Details continue to emerge about “Operation Choke Point,” a Justice Department program targeting businesses that it feels are at high risk for fraud. The Consumer Financial Protection Bureau spearheads the program through its regulation of banks and lending institutions that serve these businesses. A letter from the CFPB can “choke off” the ability of these businesses to conduct financial transactions, and thereby close them down.
The Federal Deposit Insurance Corporation in 2014 listed several business enterprises that it considered high risk. Among these were entities that have been part of highly-publicized CFPB action in the past several months, including providers of pre-paid credit cards and payday loans. However, the CFPB has also quietly been active working with the DOJ against online retailers of firearms and ammunition, tobacco products, surveillance equipment and other legal products and services.
An article last month revealed CFPB action against a tobacco-product retailer and a new business selling guns and ammunition. In both cases, the companies received letters from their banking institutions notifying them that their accounts would be closed, and both institutions, a credit union and a large bank, told the business operators that Operation Choke Point was the reason. Under its authority to regulate the financial industry, the CFPB had instructed these banking institutions that they could not process transactions relating to tobacco or firearms, even though the retailers were operating legally.
Last year, the DOJ gave an Operation Choke Point presentation to a conference of bank examiners that boasted of “more than 50 subpoenas” issued to banks and payment processors and “several active criminal and civil investigations.” As a result of pressure applied through the CFPB, the DOJ stated “banks are self-disclosing problematic relationships… and terminating relationships.”

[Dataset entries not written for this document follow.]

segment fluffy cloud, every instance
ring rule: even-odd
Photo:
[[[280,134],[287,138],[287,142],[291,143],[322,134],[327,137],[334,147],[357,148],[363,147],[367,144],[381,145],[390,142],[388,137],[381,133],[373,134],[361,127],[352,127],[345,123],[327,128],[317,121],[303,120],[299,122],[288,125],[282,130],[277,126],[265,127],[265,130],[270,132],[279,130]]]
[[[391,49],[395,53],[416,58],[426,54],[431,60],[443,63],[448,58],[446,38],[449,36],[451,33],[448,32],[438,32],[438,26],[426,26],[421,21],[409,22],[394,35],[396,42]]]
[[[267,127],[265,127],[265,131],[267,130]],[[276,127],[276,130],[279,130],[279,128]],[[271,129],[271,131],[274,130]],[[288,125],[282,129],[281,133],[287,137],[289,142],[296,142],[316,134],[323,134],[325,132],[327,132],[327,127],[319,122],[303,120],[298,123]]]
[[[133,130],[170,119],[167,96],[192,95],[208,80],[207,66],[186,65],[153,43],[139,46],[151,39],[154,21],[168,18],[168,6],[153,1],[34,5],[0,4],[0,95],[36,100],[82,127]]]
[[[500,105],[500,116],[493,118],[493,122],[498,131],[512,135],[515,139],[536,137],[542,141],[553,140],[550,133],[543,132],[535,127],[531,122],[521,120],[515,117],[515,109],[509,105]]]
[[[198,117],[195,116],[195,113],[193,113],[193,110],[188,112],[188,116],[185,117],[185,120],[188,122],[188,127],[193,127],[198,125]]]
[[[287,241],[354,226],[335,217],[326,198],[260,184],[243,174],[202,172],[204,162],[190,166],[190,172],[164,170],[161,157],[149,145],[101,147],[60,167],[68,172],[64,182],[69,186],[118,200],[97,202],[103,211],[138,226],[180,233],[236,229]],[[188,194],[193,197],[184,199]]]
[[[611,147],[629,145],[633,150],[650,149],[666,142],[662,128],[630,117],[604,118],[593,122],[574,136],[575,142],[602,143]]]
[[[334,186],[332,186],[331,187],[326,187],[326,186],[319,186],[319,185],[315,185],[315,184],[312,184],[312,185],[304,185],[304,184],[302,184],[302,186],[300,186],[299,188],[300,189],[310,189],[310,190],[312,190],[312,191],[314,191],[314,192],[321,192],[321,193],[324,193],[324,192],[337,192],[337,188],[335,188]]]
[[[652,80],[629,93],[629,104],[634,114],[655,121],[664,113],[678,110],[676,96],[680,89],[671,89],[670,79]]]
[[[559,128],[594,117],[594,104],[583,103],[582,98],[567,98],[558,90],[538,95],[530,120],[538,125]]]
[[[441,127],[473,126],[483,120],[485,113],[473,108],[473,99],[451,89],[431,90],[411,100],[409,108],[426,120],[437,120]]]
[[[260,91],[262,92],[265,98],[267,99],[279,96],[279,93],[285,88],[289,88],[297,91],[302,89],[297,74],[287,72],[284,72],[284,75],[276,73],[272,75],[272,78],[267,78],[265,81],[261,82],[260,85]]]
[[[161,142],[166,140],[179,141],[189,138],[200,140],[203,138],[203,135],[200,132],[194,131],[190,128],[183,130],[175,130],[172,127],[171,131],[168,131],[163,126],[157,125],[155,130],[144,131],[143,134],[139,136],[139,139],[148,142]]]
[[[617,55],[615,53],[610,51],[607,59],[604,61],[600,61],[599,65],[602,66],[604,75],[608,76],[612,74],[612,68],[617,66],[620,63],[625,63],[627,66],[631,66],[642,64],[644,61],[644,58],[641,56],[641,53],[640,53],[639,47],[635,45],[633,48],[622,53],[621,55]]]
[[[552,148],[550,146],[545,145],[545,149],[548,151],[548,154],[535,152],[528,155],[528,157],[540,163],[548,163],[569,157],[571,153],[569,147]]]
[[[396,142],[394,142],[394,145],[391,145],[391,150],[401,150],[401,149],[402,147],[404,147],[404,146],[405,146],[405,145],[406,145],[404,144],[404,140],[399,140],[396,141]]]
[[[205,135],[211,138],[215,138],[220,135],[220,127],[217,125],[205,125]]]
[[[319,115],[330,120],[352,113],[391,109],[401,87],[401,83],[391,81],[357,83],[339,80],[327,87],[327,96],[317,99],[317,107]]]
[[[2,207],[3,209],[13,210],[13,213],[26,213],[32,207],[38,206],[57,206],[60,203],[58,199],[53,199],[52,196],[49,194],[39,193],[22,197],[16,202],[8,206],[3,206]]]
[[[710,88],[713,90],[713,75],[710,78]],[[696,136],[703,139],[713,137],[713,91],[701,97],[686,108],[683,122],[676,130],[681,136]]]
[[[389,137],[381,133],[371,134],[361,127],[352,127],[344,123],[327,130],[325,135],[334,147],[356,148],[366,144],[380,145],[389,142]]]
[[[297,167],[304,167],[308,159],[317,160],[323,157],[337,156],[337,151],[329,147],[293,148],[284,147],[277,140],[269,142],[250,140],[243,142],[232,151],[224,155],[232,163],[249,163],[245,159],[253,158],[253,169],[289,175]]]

Push back against Operation Choke Point has been growing. Late last year, both the FDIC and the Justice Department launched investigations of Operation Choke Point after reports in the Wall Street Journal and other outlets reported on a scathing House Oversight Committee report. Earlier this year, the FDIC sent a letter to all supervisory staff stating that decisions on accounts need to be made on an individual basis and not based on “industry or moral objection.” This week, the U.S. House passed the “Bureau of Consumer Financial Protection Advisory Boards Act,” which is designed to reign in the CFPB’s authority by requiring input from regulated industries and affected businesses. The bill, which is a direct answer to Operation Choke Point, goes to the Senate this week for consideration.